PI: Volkan Vural, Kyle Marcus
Institution: University of California, San Diego
Our goal is to schedule pieces of a workflow in a smart way such that they take advantage of different cloud architectures. To start our investigation we have selected our Kubernetes cluster called Nautilus in order to collect metrics for workflow jobs and build a smart scheduler for. Nautilus is a collection of GPU processing nodes within NSF CHASE-CI. NSF CHASE-CI is a network of fast GPU appliances for machine learning and storage managed through Kubernetes on the high-speed Pacific Research Platform (PRP). Our first task was to identify the necessary metrics that provide utilization information over the resources allocated to a job. These metrics will be then used as inputs for training machine learning models to predict resource utilization. We have identified 57 metrics that are pulled from Prometheus that is a toolkit for monitoring Kubernetes. These metrics are dealing with cpu, memory, disk, and network usage. On top of these existing metrics, we also created a script that runs a set of simple operations and measures the time it takes to complete them. These time measurements are collected to indicate the contention level in resources allocated to containers. The metrics that are collected are at container level and a single job can be run over multiple containers. Therefore, we also created aggregated container metrics to find overall resources utilized by a specific job run over multiple containers.

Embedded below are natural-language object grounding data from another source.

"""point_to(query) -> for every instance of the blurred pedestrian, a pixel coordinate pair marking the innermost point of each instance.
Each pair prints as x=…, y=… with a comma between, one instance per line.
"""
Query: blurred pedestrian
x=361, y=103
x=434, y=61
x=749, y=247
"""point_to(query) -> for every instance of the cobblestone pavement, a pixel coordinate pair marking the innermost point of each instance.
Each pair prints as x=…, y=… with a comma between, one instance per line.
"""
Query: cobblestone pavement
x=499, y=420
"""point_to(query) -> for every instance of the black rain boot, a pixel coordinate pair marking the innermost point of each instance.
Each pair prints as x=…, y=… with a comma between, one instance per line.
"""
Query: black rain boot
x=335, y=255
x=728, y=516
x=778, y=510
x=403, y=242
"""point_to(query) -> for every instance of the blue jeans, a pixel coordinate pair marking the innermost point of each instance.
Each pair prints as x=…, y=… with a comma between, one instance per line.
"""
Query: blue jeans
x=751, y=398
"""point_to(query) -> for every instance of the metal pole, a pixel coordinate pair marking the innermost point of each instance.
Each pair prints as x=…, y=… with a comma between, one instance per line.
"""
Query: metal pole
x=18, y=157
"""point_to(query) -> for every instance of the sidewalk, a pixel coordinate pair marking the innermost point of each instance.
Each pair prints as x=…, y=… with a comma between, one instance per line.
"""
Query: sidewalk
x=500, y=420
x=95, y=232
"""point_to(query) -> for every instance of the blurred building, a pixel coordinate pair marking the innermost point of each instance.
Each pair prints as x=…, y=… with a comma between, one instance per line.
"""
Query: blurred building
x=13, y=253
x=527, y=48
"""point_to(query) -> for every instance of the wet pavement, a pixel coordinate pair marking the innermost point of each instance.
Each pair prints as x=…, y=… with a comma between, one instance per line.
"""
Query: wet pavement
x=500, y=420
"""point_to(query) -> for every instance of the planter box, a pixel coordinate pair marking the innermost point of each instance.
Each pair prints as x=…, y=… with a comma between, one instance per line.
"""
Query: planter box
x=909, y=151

We then designed a JSON schema to store the collected data in MongoDB.
We then designed an interface to create and execute workflows and jobs that will be used for data collection purposes. The process starts with the execution of a job and continues with data collection until the collected data is saved in MongoDB, which is fully automated.
Finally, we also designed an early prototype of machine learning model to predict resource utilization on dummy datasets. However, with the collection of real data sets, we will update this model.
As a next task we plan to extract job metrics in Pandas with Python to turn the collected metric data to features to be used in machine learning model. Also we will integrate the contention data collector script to our process. Once our infrastructure is finalized, we will run our data collection process on the PNNL cluster as well. Our final goal is to design a smart scheduler that will optimize the resource utilization for a given list of jobs and resources and finish these jobs in the minimum amount of time.